One of the principle methods that help to limit the spread of HIV is the use of condoms. It is also one of the best-known pieces of information in relation HIV and AIDS. So the question of lack of knowledge of the importance of condoms cannot be a problem in the implementation of this safer sexual practice, although knowledge on how to use them may not be as generalised. The problem is that many people are still not using condoms in potentially risky situations. In trying to change this behaviour, it is necessary to develop a deeper understanding of how people make such decisions.

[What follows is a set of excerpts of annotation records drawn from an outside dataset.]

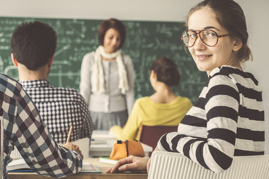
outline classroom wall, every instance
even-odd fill
[[[269,0],[236,0],[244,10],[254,60],[246,70],[253,73],[264,88],[266,118],[266,153],[269,154]],[[0,0],[0,16],[77,18],[150,21],[183,21],[197,0]],[[236,17],[235,17],[236,18]],[[175,37],[180,40],[179,37]],[[268,119],[268,120],[267,120]]]

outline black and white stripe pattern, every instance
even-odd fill
[[[233,156],[264,155],[262,91],[250,73],[215,69],[178,132],[162,136],[159,149],[181,153],[216,173],[228,169]]]
[[[56,142],[65,143],[70,126],[70,142],[91,138],[92,119],[84,99],[76,90],[55,88],[45,80],[20,82],[39,110],[44,123]]]

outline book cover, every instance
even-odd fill
[[[30,167],[26,164],[23,159],[15,160],[7,164],[6,170],[8,172],[32,172]],[[97,166],[88,162],[83,162],[82,169],[79,173],[101,173]]]
[[[106,164],[115,165],[118,160],[111,160],[109,157],[99,157],[99,162]]]

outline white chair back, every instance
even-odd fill
[[[182,154],[156,151],[152,155],[148,179],[269,179],[269,155],[234,157],[231,166],[216,174]]]

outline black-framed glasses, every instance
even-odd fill
[[[219,38],[231,35],[227,34],[218,35],[218,34],[212,30],[186,30],[182,32],[181,40],[185,45],[188,47],[191,47],[195,44],[198,34],[202,41],[209,47],[217,45]]]

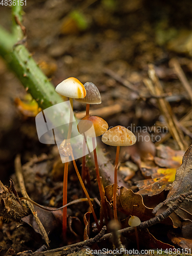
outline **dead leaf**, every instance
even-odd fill
[[[192,183],[192,145],[185,152],[181,166],[177,169],[176,178],[167,195],[170,200],[166,204],[172,206],[174,198],[191,191]],[[172,200],[173,199],[173,200]],[[187,197],[175,212],[185,220],[192,221],[192,196]]]
[[[18,98],[16,98],[15,103],[18,109],[27,117],[36,116],[41,111],[36,100],[33,99],[29,94],[25,96],[23,101]]]
[[[20,222],[22,218],[30,212],[27,205],[18,197],[13,181],[10,180],[8,187],[0,181],[0,216],[5,220]]]
[[[168,232],[167,236],[172,243],[180,246],[183,249],[188,249],[188,251],[187,251],[186,253],[190,252],[189,249],[192,249],[192,239],[183,238],[176,233],[173,232]],[[182,252],[181,249],[180,249],[180,250]],[[185,254],[186,254],[185,251]]]
[[[105,187],[105,196],[109,201],[112,201],[113,185]],[[125,214],[127,216],[135,215],[144,221],[155,216],[152,214],[153,208],[145,206],[143,204],[142,196],[134,193],[125,187],[120,189],[120,196],[117,197],[117,208],[118,210]],[[111,205],[111,207],[112,206]]]

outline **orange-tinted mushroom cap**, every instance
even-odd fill
[[[95,132],[92,129],[89,131],[92,124]],[[82,134],[86,132],[86,135],[91,138],[102,135],[107,131],[108,127],[108,124],[106,121],[101,117],[96,116],[86,116],[80,121],[77,125],[79,133]]]
[[[136,138],[131,131],[117,125],[104,133],[102,141],[110,146],[131,146],[136,142]]]
[[[100,104],[101,97],[97,87],[91,82],[87,82],[83,84],[86,90],[86,96],[83,99],[77,99],[76,100],[86,104]]]
[[[55,91],[59,94],[73,99],[84,98],[86,90],[83,84],[75,77],[69,77],[59,83]]]

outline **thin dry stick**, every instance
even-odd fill
[[[16,176],[19,184],[22,194],[23,197],[30,199],[30,197],[29,197],[25,188],[24,177],[22,174],[22,166],[20,162],[20,157],[19,155],[17,155],[16,156],[15,159],[15,168]],[[31,210],[31,212],[35,218],[37,224],[38,225],[41,236],[44,238],[47,245],[49,246],[49,240],[48,236],[44,228],[44,227],[43,226],[38,217],[37,216],[37,212],[35,211],[33,208],[33,205],[31,203],[29,202],[27,202],[27,203],[29,206],[29,208]]]
[[[157,95],[160,95],[163,92],[161,84],[155,74],[153,65],[150,64],[148,67],[149,76],[153,82],[151,86],[154,86],[153,93],[154,93],[155,91],[156,94]],[[147,84],[146,84],[147,85]],[[151,90],[150,87],[148,88],[150,90]],[[184,141],[183,134],[178,125],[177,125],[176,118],[174,114],[172,113],[169,103],[166,101],[165,99],[158,99],[157,100],[159,103],[161,112],[165,118],[169,130],[170,131],[173,137],[177,142],[180,149],[184,150],[185,145],[184,145],[183,143]]]
[[[143,82],[144,82],[143,81]],[[181,129],[183,130],[183,129],[185,128],[185,122],[189,121],[192,117],[192,110],[191,110],[188,113],[187,113],[184,116],[183,116],[181,119],[179,121],[179,123],[180,124],[182,124],[182,126],[181,126]],[[161,123],[156,122],[157,124],[159,126],[161,126]],[[163,125],[164,126],[165,126],[165,124]],[[189,136],[191,138],[191,133],[187,129],[187,131],[186,131],[186,130],[184,131],[183,132],[185,133],[186,134],[188,135],[188,136]],[[171,134],[170,133],[167,133],[166,134],[165,134],[164,136],[161,137],[160,140],[159,141],[157,141],[155,143],[155,145],[156,146],[158,146],[160,144],[162,144],[163,143],[164,141],[166,141],[171,136]]]
[[[98,186],[99,187],[100,196],[101,198],[102,209],[102,210],[103,211],[104,217],[104,219],[105,220],[105,223],[108,223],[108,215],[106,213],[106,208],[105,207],[105,201],[104,201],[104,195],[103,195],[103,194],[102,193],[102,185],[101,185],[101,180],[100,179],[100,175],[99,175],[99,165],[98,164],[97,152],[96,152],[95,142],[95,138],[92,138],[92,143],[93,143],[93,148],[94,148],[93,150],[93,154],[94,154],[94,159],[95,159],[95,170],[96,170],[96,173]],[[100,221],[101,221],[101,220],[100,220]]]
[[[94,218],[94,220],[95,220],[95,223],[96,224],[97,228],[98,230],[99,230],[100,229],[100,227],[99,227],[99,224],[98,223],[98,220],[97,220],[94,209],[93,208],[93,205],[92,205],[92,203],[91,199],[90,199],[90,197],[89,196],[88,192],[87,191],[87,190],[86,188],[86,187],[84,186],[84,183],[82,180],[82,179],[81,179],[81,176],[80,175],[79,171],[78,170],[77,166],[77,165],[76,164],[74,157],[73,156],[72,148],[71,147],[71,146],[70,146],[69,148],[70,148],[71,156],[71,157],[72,158],[72,161],[73,161],[73,165],[74,165],[77,177],[79,179],[79,182],[81,183],[81,187],[82,187],[82,189],[83,189],[84,194],[86,194],[86,197],[88,199],[88,200],[89,202],[89,204],[90,206],[91,210],[92,212],[93,218]]]
[[[102,118],[108,117],[117,114],[122,111],[123,108],[120,104],[115,104],[112,106],[104,106],[96,110],[91,110],[90,111],[90,114],[92,116],[99,116]],[[86,115],[86,111],[82,111],[75,113],[75,116],[78,119],[81,119]]]
[[[119,76],[117,73],[115,73],[112,70],[109,69],[105,68],[104,69],[104,73],[108,74],[109,76],[111,76],[115,80],[121,83],[123,86],[125,86],[127,88],[131,90],[133,92],[134,92],[138,95],[139,95],[139,92],[135,90],[134,88],[134,86],[131,83],[127,80],[123,78],[120,76]]]
[[[115,220],[118,220],[117,211],[117,169],[119,161],[120,146],[117,146],[116,156],[115,162],[114,184],[113,185],[113,212]]]
[[[69,100],[70,102],[71,109],[70,109],[70,121],[69,124],[69,130],[68,133],[67,139],[69,140],[69,142],[70,142],[71,137],[71,133],[72,131],[73,104],[73,99],[72,98],[70,98]],[[69,168],[69,157],[67,157],[66,159],[66,162],[65,163],[65,167],[64,167],[63,183],[63,194],[62,194],[63,205],[65,205],[66,204],[67,204],[68,168]],[[64,241],[66,241],[66,240],[67,226],[67,208],[66,207],[63,208],[62,209],[62,236]]]
[[[185,75],[181,68],[180,65],[177,59],[173,58],[169,61],[169,66],[174,68],[177,76],[179,77],[179,80],[182,82],[183,86],[185,88],[189,96],[190,96],[190,100],[192,102],[192,89],[188,82]]]

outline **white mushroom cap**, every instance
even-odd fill
[[[83,99],[76,99],[77,101],[86,104],[100,104],[101,97],[97,87],[91,82],[84,84],[87,92],[86,96]]]
[[[136,138],[131,131],[117,125],[104,133],[102,141],[110,146],[131,146],[136,142]]]
[[[55,91],[59,94],[73,99],[84,98],[86,91],[83,84],[75,77],[69,77],[59,83]]]
[[[141,224],[141,221],[137,216],[132,216],[129,220],[128,224],[131,227],[137,227]]]

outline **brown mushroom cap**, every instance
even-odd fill
[[[101,97],[97,87],[91,82],[87,82],[83,86],[87,92],[86,96],[76,100],[86,104],[100,104]]]
[[[55,91],[59,94],[73,99],[84,98],[86,91],[83,84],[75,77],[69,77],[59,83]]]
[[[90,125],[91,124],[91,125]],[[91,129],[89,131],[93,124],[95,132]],[[96,116],[86,116],[80,121],[77,125],[79,133],[83,134],[86,132],[86,135],[91,138],[102,135],[107,131],[108,127],[108,124],[106,121],[101,117]]]
[[[136,142],[136,138],[131,131],[117,125],[104,133],[102,141],[110,146],[131,146]]]
[[[128,224],[131,227],[137,227],[141,224],[141,221],[137,216],[132,216],[129,220]]]

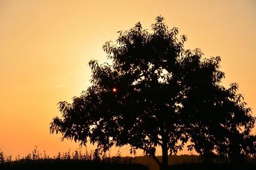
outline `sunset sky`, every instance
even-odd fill
[[[159,15],[188,36],[186,48],[221,57],[223,85],[238,83],[256,116],[256,1],[0,0],[0,150],[78,148],[49,134],[57,103],[90,85],[89,60],[106,61],[102,45],[117,31],[138,21],[150,29]]]

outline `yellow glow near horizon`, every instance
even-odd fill
[[[150,29],[159,15],[188,36],[186,48],[221,57],[223,85],[237,82],[256,115],[255,9],[250,0],[1,1],[0,149],[14,157],[35,145],[51,155],[77,148],[49,134],[57,103],[90,85],[89,60],[107,60],[102,46],[117,31],[138,21]]]

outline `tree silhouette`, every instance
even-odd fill
[[[72,103],[59,103],[62,117],[54,118],[51,132],[81,145],[90,141],[104,152],[129,145],[131,153],[142,149],[161,169],[168,155],[189,141],[188,149],[205,155],[255,153],[255,118],[236,84],[220,85],[220,58],[202,59],[199,49],[185,50],[186,37],[179,39],[177,28],[169,30],[161,16],[152,30],[138,22],[118,32],[116,43],[104,45],[112,64],[89,62],[92,85]]]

This approach draws on material covered in many old discussions, such as why people do not stop smoking, or why racist patterns of behaviour are difficult to change. Theories developed in these and other contexts can be useful in understanding the hidden processes and blocks affecting condom usage. This paper will draw on those theoretical approaches which have relevance to the subject from the discipline of psychology. Two sets of theories are identified for discussion. The first is broadly termed “Lay Theory” and examines how lay people develop theories for themselves about the world, and how these theories assist them to make sense of the world around them (Furnham, 1988). The second theory is Planned Behaviour (Ajzen, 1988), a development on the Theory of Reasoned Action (Fishbein and Ajzen, 1975). These fall more into a cognitive behavioural framework and are centrally based on the construct of individual attitudes. The key objective is to outline the importance of the application of theory to a context.